How America’s Rust Belt can shake off the rust

RASHMEE ROSHAN LALL September 12, 2019

Here’s a blueprint for revitalizing America’s Rust Belt. And it comes from no less a person than the former president of the Michigan State Board of Education. John Austin’s plan has been extensively documented in his blogs for the Brookings Institution, and written about by Noah Smith on Bloomberg View.

It’s exactly the sort of logic Trumponomics would disdain.

It relies on two key economic boosts:

  • Universities
  • Immigration

Mr Austin writes:

“Perhaps the most important and unique of these assets are colleges and universities. The region boasts an impressive network of 20 of the world’s premier research and teaching universities (ranked in the top 200 worldwide), more than in any other U.S. region”.

Minneapolis, Pittsburgh, Indianapolis, Milwaukee, Columbus, and Ann Arbor, says Mr Austin, epitomize a particular kind of success story. It’s built on large, economically diversified metropolises, and college towns.

Kalamazoo, Michigan; Warsaw, Indiana, and Jasper, Indiana, symbolize the second type of success story. One that focuses on skilled manufacturing. Kalamazoo specializes in biotech; Warsaw in medical-device manufacturing and Jasper on advanced manufacturing.

Basically, education and social ease with others brings peace and prosperity. It’s no coincidence that areas of the United States where the government granted land to universities more than 150 years ago are flourishing.

Those that aren’t are Trump country. The sort of place that Associated Press wrote about on Dec 28, 2017 in this bleak report from Sandy Hook, Kentucky.

The report says: “A third of people here live in poverty. Just 9 percent of adults have a college degree, but they always made up for that with backbreaking labor that workers traveled dozens of miles to neighboring counties or states to do, and those jobs have gotten harder to find. Many here blame global trade agreements and the ‘war on coal’ — environmental regulations designed by Obama’s administration to curb carbon emissions — for the decline of mining and manufacturing jobs.”

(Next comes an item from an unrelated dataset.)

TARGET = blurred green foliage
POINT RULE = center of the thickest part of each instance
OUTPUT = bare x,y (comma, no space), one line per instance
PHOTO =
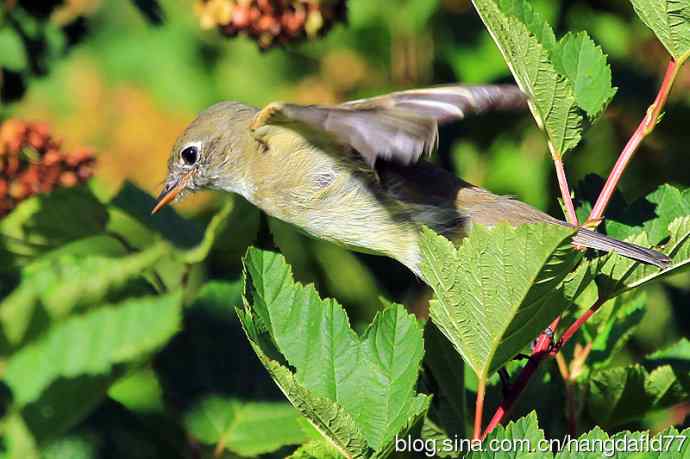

But that’s not the reason really, is it? You can’t be building horse-drawn carriages in the age of the internal combustion engine. In an area that once had tobacco, there’s a need for something else on which to build the future.

Back to the proper Rust Belt then. Spending on universities is being cut back and politicians in Donald Trump’s Republican Party are increasingly doubtful of the virtues of higher education. That emboldens the forces that won’t allow paint over rust.